Seattle — now better known for grunge than dinge — would continue to have it’s ups and downs  after he left. Two years after Steinbeck’s visit — the year “Travels with Charley” came out — Seattle was the site of the 1962 World’s Fair. In the late 60s and early 70s, its economy took a turn for the worse — to the point that one local Realtor put up a now legendary billboard requesting that the last resident to exit turn off the light. 

Like all big cities, Seattle, during the suburbanization of America, faced seeing its core rot away — or, as Steinbeck described it: 

“… When a city begins to grow and expand outward, from the edges, the center which was once its glory is in a sense abandoned to time. Then the buildings grow dark and a kind of decay sets in, poorer people move in as the rents fall, and small fringe buinesses take the place of once flowering establishments…” 

The downtown Seattle I saw — unlike some — was still flowering, and thriving, as much as any place is thriving nowadays. 

It’s all subjective, though.
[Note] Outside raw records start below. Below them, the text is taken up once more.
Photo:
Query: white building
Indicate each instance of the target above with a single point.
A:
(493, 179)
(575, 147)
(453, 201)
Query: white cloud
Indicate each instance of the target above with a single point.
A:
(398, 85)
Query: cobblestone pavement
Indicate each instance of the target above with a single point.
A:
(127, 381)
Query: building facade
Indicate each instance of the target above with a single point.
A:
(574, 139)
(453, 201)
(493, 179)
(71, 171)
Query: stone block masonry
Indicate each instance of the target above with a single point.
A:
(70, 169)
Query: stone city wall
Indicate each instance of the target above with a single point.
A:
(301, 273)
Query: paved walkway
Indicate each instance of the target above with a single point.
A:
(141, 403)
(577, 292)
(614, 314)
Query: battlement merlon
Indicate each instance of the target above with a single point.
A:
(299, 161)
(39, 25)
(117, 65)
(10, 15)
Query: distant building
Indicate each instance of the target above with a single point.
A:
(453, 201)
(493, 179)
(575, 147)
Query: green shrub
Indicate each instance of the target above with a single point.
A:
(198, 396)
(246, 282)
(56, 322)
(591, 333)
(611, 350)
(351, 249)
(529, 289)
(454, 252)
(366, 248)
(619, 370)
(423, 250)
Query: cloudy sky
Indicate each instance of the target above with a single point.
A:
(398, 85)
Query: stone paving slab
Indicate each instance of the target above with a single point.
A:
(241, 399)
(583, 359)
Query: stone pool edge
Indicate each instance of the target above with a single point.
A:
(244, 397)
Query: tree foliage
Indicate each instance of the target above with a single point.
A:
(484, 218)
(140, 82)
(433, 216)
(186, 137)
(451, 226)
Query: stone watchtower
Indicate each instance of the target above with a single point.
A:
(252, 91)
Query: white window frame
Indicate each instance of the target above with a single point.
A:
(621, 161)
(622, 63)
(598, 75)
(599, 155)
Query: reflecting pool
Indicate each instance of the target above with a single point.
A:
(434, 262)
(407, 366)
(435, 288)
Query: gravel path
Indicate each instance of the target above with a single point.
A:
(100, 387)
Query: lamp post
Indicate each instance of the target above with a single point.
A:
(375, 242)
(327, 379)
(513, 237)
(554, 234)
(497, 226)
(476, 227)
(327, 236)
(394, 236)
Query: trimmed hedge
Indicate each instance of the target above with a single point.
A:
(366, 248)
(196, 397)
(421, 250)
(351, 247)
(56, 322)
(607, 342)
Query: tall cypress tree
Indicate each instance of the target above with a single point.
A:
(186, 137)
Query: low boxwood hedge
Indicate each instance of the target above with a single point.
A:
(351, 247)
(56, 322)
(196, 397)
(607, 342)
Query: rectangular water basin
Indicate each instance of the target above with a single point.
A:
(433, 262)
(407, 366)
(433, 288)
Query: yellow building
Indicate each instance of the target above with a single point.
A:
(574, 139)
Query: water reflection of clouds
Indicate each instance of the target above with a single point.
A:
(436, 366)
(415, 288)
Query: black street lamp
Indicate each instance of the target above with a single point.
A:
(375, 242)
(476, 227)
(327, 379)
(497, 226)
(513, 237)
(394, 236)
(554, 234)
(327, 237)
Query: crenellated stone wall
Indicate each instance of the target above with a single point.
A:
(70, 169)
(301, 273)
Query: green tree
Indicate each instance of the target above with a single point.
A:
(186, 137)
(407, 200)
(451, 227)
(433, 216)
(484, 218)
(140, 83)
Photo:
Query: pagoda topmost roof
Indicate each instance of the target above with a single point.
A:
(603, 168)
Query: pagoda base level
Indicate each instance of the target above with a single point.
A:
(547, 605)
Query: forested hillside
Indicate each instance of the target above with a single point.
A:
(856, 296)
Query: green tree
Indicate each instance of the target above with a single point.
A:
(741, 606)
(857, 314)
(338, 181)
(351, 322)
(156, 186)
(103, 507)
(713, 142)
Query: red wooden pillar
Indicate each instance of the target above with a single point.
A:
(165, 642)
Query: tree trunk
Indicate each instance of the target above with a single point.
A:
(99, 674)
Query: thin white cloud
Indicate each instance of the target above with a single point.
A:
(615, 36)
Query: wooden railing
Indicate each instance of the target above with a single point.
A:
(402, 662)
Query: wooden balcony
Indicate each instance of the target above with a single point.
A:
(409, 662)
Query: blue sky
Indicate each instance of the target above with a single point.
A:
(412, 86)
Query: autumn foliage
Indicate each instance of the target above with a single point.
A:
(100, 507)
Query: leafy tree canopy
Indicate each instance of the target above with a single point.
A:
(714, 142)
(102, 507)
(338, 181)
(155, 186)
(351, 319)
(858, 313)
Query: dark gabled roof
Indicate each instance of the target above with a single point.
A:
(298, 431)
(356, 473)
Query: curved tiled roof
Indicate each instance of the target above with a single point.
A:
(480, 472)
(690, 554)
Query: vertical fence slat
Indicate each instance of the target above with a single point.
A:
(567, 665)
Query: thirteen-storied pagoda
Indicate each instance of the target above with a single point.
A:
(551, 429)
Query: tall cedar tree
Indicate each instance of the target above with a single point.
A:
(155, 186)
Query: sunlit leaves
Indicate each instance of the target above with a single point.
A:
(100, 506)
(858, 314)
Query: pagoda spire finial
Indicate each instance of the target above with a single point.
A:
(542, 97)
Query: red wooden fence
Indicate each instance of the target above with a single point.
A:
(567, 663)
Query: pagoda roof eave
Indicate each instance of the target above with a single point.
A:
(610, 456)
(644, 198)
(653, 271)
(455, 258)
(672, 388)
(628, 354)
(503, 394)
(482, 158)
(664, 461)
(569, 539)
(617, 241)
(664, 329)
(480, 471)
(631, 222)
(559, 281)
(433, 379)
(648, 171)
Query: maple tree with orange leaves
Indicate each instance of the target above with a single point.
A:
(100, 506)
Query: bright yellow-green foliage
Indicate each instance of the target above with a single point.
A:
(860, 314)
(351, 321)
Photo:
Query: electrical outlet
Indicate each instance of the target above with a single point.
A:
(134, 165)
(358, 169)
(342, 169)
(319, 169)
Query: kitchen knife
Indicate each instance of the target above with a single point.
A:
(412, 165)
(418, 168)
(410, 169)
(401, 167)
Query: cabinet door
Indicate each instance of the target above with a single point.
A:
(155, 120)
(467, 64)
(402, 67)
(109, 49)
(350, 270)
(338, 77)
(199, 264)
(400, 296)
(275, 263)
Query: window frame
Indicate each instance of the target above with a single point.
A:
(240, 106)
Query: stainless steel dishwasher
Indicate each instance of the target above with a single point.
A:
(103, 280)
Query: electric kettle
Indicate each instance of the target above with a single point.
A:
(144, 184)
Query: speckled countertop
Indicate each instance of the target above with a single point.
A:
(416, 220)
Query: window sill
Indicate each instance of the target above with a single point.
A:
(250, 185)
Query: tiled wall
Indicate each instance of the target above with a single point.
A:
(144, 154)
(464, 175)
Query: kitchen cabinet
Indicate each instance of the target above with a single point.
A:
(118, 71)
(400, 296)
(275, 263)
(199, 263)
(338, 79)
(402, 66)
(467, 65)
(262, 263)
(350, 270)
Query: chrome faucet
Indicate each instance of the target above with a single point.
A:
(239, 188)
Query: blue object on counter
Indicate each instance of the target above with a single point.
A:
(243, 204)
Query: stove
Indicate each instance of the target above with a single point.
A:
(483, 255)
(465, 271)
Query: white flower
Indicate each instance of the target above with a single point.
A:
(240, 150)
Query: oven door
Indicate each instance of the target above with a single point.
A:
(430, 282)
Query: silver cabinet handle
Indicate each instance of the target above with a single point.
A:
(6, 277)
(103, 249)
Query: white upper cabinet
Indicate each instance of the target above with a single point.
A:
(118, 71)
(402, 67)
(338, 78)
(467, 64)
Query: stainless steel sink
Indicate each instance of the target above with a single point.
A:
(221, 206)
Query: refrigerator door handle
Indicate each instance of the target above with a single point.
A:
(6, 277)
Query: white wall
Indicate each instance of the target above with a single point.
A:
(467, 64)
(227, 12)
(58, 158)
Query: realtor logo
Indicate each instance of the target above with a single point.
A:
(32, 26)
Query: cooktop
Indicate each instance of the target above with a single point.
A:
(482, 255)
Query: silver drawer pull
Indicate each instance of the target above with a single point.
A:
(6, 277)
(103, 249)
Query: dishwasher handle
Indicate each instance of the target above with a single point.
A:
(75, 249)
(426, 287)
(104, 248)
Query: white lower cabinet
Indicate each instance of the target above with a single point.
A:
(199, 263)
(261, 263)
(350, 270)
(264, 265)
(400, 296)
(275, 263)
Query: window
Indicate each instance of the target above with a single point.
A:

Our impression of a new place is based on the tiny part of it we see, what transpires in that process, the mood we’re in while seeing it, and, often, who we see it with.

In my case, this time around I had two long-time residents serving as my hosts and tour guides. (More on them tomorrow.) 

Had I been on my own, I likely would have sought out and found the market, but I probably wouldn’t have found what’s called the first Starbucks.

I probably wouldn’t have seen the view of the skyline from Kerry Park; the street performer that plays and juggles guitars, all while hula-hooping; or the hotel that bears the same name as my dog. (More on that Monday.)

I’d been to Seattle before, but only in a rush-in, pester-people, get-the-story, rush-out newspaper reporter kind of way. 

That — a hit and run — is not the correct way to meet a city. 

What is? 

Here again, maybe we can learn something from dogs. For starters, take your time. Forget your schedule, and all those other uniquely human notions. Instead, let the city hold its hand out to you. Circle it a time or two, explore the periphery, then approach it slowly. Give it a sniff and, if you like what you smell, maybe a lick. After that, you can jump up on it, snuggle with it, play with it, fetch what it throws, savor the treats it offers, even choose to become loyal to it.

In other words, to paraphrase the author whose route we are following, and who some might suggest failed to follow his own advice when it came to Seattle: Don’t take the trip, let the trip take you.